When CITES convenes in Johannesburg next year, South Africa is expected to endorse a one-off lifting of the 38-year-old ban against trade in rhino horns so that it can sell a government stockpile of 21 tons, worth more than $1.36 billion, to invest in rhino protection. Rhino breeders want to take it a step further, legalizing international trade so they can farm rhinos for the horns, like sheep for their wool. They argue that by regulating trade in rhino horn, they can meet Asia’s demand, undercut the poaching syndicates, and cover the costs of rhino security.

For some conservationists, it’s a persuasive argument, simply because nothing else seems to be working. But if desperation leads to the industrial farming of a wild animal, how much, really, has been achieved, asks ecologist Jason Gilchrist at Edinburgh’s Napier University. “Why bother saving the rhino if it isn’t wild anymore?”

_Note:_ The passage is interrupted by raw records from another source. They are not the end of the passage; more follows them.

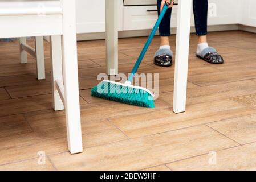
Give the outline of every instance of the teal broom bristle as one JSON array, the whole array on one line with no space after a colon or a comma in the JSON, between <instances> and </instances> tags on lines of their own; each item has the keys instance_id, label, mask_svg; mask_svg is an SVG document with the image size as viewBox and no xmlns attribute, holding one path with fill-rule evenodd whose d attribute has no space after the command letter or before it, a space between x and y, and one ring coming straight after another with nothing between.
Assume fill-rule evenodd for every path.
<instances>
[{"instance_id":1,"label":"teal broom bristle","mask_svg":"<svg viewBox=\"0 0 256 182\"><path fill-rule=\"evenodd\" d=\"M100 93L98 92L98 86L101 87L100 88ZM153 97L144 90L114 83L100 82L91 89L91 95L101 98L144 107L155 107Z\"/></svg>"}]
</instances>

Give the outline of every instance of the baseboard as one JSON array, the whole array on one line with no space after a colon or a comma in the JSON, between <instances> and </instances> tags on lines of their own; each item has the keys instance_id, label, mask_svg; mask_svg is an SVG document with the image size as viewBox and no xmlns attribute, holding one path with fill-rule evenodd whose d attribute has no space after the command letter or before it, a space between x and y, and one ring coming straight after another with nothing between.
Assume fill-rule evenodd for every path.
<instances>
[{"instance_id":1,"label":"baseboard","mask_svg":"<svg viewBox=\"0 0 256 182\"><path fill-rule=\"evenodd\" d=\"M250 32L256 33L256 27L243 26L241 24L225 24L218 26L209 26L208 27L209 32L216 32L221 31L229 30L242 30ZM137 37L148 36L151 30L132 30L132 31L123 31L119 32L118 36L120 38ZM172 34L175 35L176 34L176 28L171 28ZM194 33L194 27L190 28L190 32ZM158 31L156 34L159 34ZM47 40L50 40L49 36L44 36L44 39ZM105 32L99 33L90 33L90 34L78 34L77 35L78 41L82 40L100 40L105 39Z\"/></svg>"},{"instance_id":2,"label":"baseboard","mask_svg":"<svg viewBox=\"0 0 256 182\"><path fill-rule=\"evenodd\" d=\"M208 26L209 32L228 31L228 30L237 30L239 26L238 24L225 24L218 26ZM151 30L132 30L132 31L123 31L119 32L118 35L120 38L131 38L137 36L148 36ZM176 28L171 28L172 34L175 35L176 33ZM194 33L194 27L191 27L190 32ZM158 35L157 32L156 35ZM99 33L90 33L90 34L79 34L77 36L78 41L82 40L100 40L105 39L105 32Z\"/></svg>"},{"instance_id":3,"label":"baseboard","mask_svg":"<svg viewBox=\"0 0 256 182\"><path fill-rule=\"evenodd\" d=\"M238 25L238 29L239 30L249 32L252 33L256 33L256 27L247 26L242 24Z\"/></svg>"}]
</instances>

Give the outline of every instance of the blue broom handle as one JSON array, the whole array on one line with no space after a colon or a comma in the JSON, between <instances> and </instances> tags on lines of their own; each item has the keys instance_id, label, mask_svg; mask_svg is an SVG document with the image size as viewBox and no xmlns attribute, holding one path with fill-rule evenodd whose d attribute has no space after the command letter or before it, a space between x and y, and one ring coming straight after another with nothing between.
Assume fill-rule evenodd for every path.
<instances>
[{"instance_id":1,"label":"blue broom handle","mask_svg":"<svg viewBox=\"0 0 256 182\"><path fill-rule=\"evenodd\" d=\"M129 76L128 81L132 82L132 79L133 78L133 77L135 76L135 74L137 72L137 70L138 69L140 63L141 63L141 61L143 59L143 57L144 57L145 54L147 52L147 51L148 50L148 47L149 46L151 42L152 41L155 34L156 34L156 32L157 30L157 28L160 24L161 22L162 21L162 19L164 18L164 16L165 13L166 12L168 9L168 6L165 4L162 10L162 11L159 15L159 16L157 19L157 20L156 22L156 24L155 24L154 27L153 28L151 32L149 34L148 40L147 40L146 43L145 44L145 46L143 47L143 49L142 49L141 52L140 53L140 55L139 56L138 59L137 60L137 61L135 63L135 65L134 65L133 68L132 70L131 73Z\"/></svg>"}]
</instances>

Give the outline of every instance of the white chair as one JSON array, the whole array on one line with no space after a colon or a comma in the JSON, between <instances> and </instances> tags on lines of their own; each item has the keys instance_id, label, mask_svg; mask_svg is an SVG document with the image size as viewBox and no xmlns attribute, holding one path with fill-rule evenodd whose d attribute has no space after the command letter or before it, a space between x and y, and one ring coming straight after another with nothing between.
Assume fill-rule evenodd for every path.
<instances>
[{"instance_id":1,"label":"white chair","mask_svg":"<svg viewBox=\"0 0 256 182\"><path fill-rule=\"evenodd\" d=\"M1 1L0 22L0 38L50 36L53 108L64 106L68 149L82 152L75 1Z\"/></svg>"},{"instance_id":2,"label":"white chair","mask_svg":"<svg viewBox=\"0 0 256 182\"><path fill-rule=\"evenodd\" d=\"M38 80L46 78L44 67L44 54L43 46L43 37L35 36L35 48L31 47L26 43L26 38L19 38L19 51L21 64L27 63L27 53L35 58L36 62L36 72Z\"/></svg>"}]
</instances>

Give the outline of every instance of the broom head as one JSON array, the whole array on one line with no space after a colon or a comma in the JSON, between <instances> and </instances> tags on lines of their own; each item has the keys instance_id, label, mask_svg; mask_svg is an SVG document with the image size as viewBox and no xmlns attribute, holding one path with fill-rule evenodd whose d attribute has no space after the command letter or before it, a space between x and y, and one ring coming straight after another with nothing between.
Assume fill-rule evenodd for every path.
<instances>
[{"instance_id":1,"label":"broom head","mask_svg":"<svg viewBox=\"0 0 256 182\"><path fill-rule=\"evenodd\" d=\"M122 84L104 80L92 89L91 95L141 107L155 107L154 94L144 88L131 85L129 81Z\"/></svg>"}]
</instances>

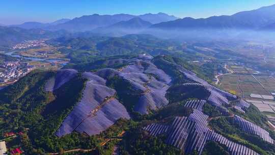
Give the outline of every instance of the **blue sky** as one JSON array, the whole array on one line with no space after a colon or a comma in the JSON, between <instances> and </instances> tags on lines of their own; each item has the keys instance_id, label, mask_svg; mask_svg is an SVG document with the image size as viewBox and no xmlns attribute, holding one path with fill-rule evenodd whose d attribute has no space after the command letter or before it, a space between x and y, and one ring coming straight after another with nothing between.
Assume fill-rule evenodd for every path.
<instances>
[{"instance_id":1,"label":"blue sky","mask_svg":"<svg viewBox=\"0 0 275 155\"><path fill-rule=\"evenodd\" d=\"M273 4L274 0L7 0L0 4L0 23L47 22L94 13L139 15L161 12L180 18L204 18Z\"/></svg>"}]
</instances>

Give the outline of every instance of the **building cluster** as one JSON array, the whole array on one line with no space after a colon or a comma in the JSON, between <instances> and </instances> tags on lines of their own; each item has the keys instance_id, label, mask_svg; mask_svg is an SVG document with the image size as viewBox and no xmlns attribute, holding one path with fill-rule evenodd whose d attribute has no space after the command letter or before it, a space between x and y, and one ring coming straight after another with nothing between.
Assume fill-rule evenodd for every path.
<instances>
[{"instance_id":1,"label":"building cluster","mask_svg":"<svg viewBox=\"0 0 275 155\"><path fill-rule=\"evenodd\" d=\"M22 136L24 134L23 132L20 132L18 133L18 135ZM4 134L4 137L6 139L11 139L14 138L17 136L13 132L7 133ZM9 152L10 153L8 153ZM13 154L13 155L19 155L23 153L23 151L21 150L20 147L10 148L8 150L6 145L6 141L2 141L0 142L0 155L7 155L7 154Z\"/></svg>"},{"instance_id":2,"label":"building cluster","mask_svg":"<svg viewBox=\"0 0 275 155\"><path fill-rule=\"evenodd\" d=\"M46 47L47 46L43 40L29 40L16 45L13 47L13 49L24 49L35 47Z\"/></svg>"},{"instance_id":3,"label":"building cluster","mask_svg":"<svg viewBox=\"0 0 275 155\"><path fill-rule=\"evenodd\" d=\"M35 66L18 61L5 62L0 65L0 83L16 81L35 69Z\"/></svg>"}]
</instances>

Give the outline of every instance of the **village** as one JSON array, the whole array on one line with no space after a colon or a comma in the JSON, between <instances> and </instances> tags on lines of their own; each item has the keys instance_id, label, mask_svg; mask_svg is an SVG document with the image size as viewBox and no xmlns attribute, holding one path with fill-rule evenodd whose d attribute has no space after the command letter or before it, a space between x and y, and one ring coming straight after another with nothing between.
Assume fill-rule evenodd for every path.
<instances>
[{"instance_id":1,"label":"village","mask_svg":"<svg viewBox=\"0 0 275 155\"><path fill-rule=\"evenodd\" d=\"M29 65L27 62L5 62L0 65L0 84L15 82L35 69L35 66Z\"/></svg>"},{"instance_id":2,"label":"village","mask_svg":"<svg viewBox=\"0 0 275 155\"><path fill-rule=\"evenodd\" d=\"M6 145L6 141L10 141L12 139L18 137L22 136L24 135L23 132L19 132L15 133L14 132L9 132L5 133L4 139L0 140L0 155L16 154L20 155L23 152L20 147L8 148Z\"/></svg>"},{"instance_id":3,"label":"village","mask_svg":"<svg viewBox=\"0 0 275 155\"><path fill-rule=\"evenodd\" d=\"M28 40L25 41L23 43L17 44L13 46L13 49L25 49L36 47L47 47L48 45L45 43L44 40Z\"/></svg>"}]
</instances>

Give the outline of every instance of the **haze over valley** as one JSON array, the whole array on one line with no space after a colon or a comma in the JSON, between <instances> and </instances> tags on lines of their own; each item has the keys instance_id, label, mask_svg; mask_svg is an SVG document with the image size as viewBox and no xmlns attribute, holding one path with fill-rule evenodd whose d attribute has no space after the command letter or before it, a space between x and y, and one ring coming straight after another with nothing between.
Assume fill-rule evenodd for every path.
<instances>
[{"instance_id":1,"label":"haze over valley","mask_svg":"<svg viewBox=\"0 0 275 155\"><path fill-rule=\"evenodd\" d=\"M0 155L275 154L275 5L196 18L127 3L0 21Z\"/></svg>"}]
</instances>

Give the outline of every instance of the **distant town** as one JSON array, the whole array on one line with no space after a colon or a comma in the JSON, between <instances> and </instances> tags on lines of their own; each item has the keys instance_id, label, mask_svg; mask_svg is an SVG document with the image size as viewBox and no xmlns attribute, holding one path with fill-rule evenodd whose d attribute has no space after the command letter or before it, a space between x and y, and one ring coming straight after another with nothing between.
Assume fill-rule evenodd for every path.
<instances>
[{"instance_id":1,"label":"distant town","mask_svg":"<svg viewBox=\"0 0 275 155\"><path fill-rule=\"evenodd\" d=\"M0 65L0 84L11 83L35 69L28 63L19 61L5 62Z\"/></svg>"},{"instance_id":2,"label":"distant town","mask_svg":"<svg viewBox=\"0 0 275 155\"><path fill-rule=\"evenodd\" d=\"M28 40L13 46L13 49L25 49L32 47L47 47L48 45L45 43L44 40Z\"/></svg>"}]
</instances>

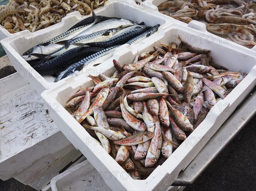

According to Mkhabele, the solution has to start with the men who earn a pittance risking their lives to deliver horns to the smuggling syndicates. Every time she questions a poacher, he says he does it because he doesn’t have a job. “They won’t stop unless they run out. After rhinos, they will go for the elephants. After the elephants they will go for other things,” says Mkhabele. In Asia, there is a big market for lion bone. Rumors are swirling in her community that giraffe parts can cure AIDS. “There will always be a reason to poach, until we make people understand that without our animals, South Africa is nothing.” That’s where the Black Mambas come in. They may not be able to stop poachers with pepper spray. But they can stop them with education.